Understanding crashes over me like unforgiving waves at the beach. She’s still nude from the Hunt. Immediately, I nod and step away from Ruger. I expect some sort of snarl or growl of objection like before, but the other den stays quiet while they watch our every move with intimidating focus. It makes the very air around me so thick that I practically have to wade through it as I step over to the side of the bed.
I waste no time pushing the heavy duvet at Zara’s feet down further, grabbing the gray sheet and pulling it until the bottom untucks. Careful to keep as much of her covered as possible, I expose just her left leg.
I find red, angry-looking puncture marks just above Zara’s knee, the skin around the bite swollen and pink. I’d bet anything it’s hot to the touch.
Sorrow settles heavy in my chest, and I reach up and brush strands of sweaty hair from Zara’s brow. Gone is the bright, vivacious woman I met. Her once lovely hair is dull, her pallor sickly, her beautiful face contorted in pain. She was so quick to offer me a friendly smile, but now her lips are chapped, her complexion sallow.
She’d been so excited for the Hunt. I had no idea what she was talking about at the time, but now that I do, it makes what’s happened to her feel all the more like a tragedy. She went out that night hoping to find her future. She expected to wake up celebrating, adored and showered with attention from her mates.
Instead, doom is nipping at her, and if Ellery can’t stop it, death is going to clamp down its jaws and drag her away.
A surge of anger hits me—harder than it should because I hardly know her. It might be shifter hormones or the heightened emotions of everyone in the room, but I’m mad that this is happening to her, that it’s happened to others. Maybe it’s the fact that Zara has one of those sunshine souls, the kind that touches you even if only in passing.
Whatever it is, I don’t want her to go.
Ellery and I trade places and he studies the bite while I move to the opposite side of the bed. I find Zara’s hand under the sheet and hold it, offering her a quick squeeze of silent support.
“Hey, it’s Noah,” I tell her softly, using the sleeve of my hoodie to blot some sweat from her forehead. “We’re going to get you all fixed up and feeling better in no time. And, girl, when that happens, do I have a story for you.”
I smile, my attempt at girl talk a little rusty.
“I could use a woman’s perspective on all this craziness, so I’m going to need you to fight. Your guys are right here fighting alongside you. So do what you’ve gotta do to wake up.”
Ellery starts to pull off his shirt, the unexpected action cutting off my prattling. Concern and confusion trickle through me, but when he reaches for the ties of his sweatpants, I go into a full panic.

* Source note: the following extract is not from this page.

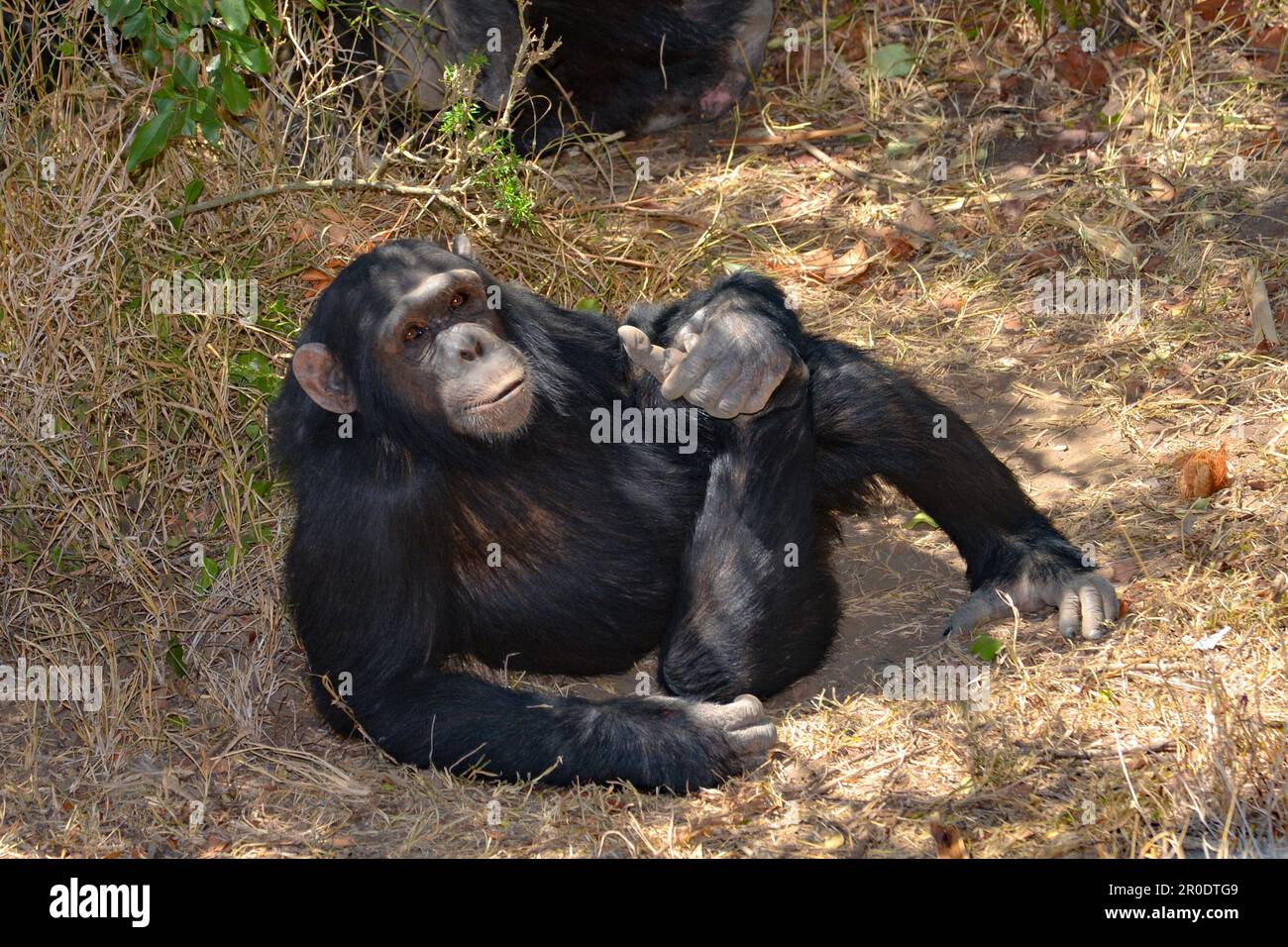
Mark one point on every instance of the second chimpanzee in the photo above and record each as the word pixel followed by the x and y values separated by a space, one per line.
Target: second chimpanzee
pixel 456 495
pixel 622 64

“What are you doing?” I demand, my eyes flitting nervously around the room. These guys were ready to tear his throat out for standing too close to their mate—and now he’s stripping?
Three of the other shifters have glowing eyes, one of them visibly clawing at the wall like that’s going to keep him from leaping for Ellery.
Has the sheriff lost it?
“I have to shift to bite her, Noah,” he tells me gently, and I immediately feel like a complete dumbass.
Of course he does. What did I think was going to happen? He was going to go at her thigh like it’s corn on the cob?
Ellery calls his wolf and starts to shift.
There’s an uneasy edge in the air that cuts in and out of my lungs with each jittery breath, and my spine stiffens in expectation. His shift is fast and fluid, which is good because I’m fully expecting one or several members of the Hudson den to lose their shit at any moment.
I’m so prepared for an act of aggression to come from behind me, so convinced that a brawl is about to break out at my back, that I give absolutely zero thought to my own reaction when Ellery’s massive white and gray wolf fits his open mouth around Zara’s thigh.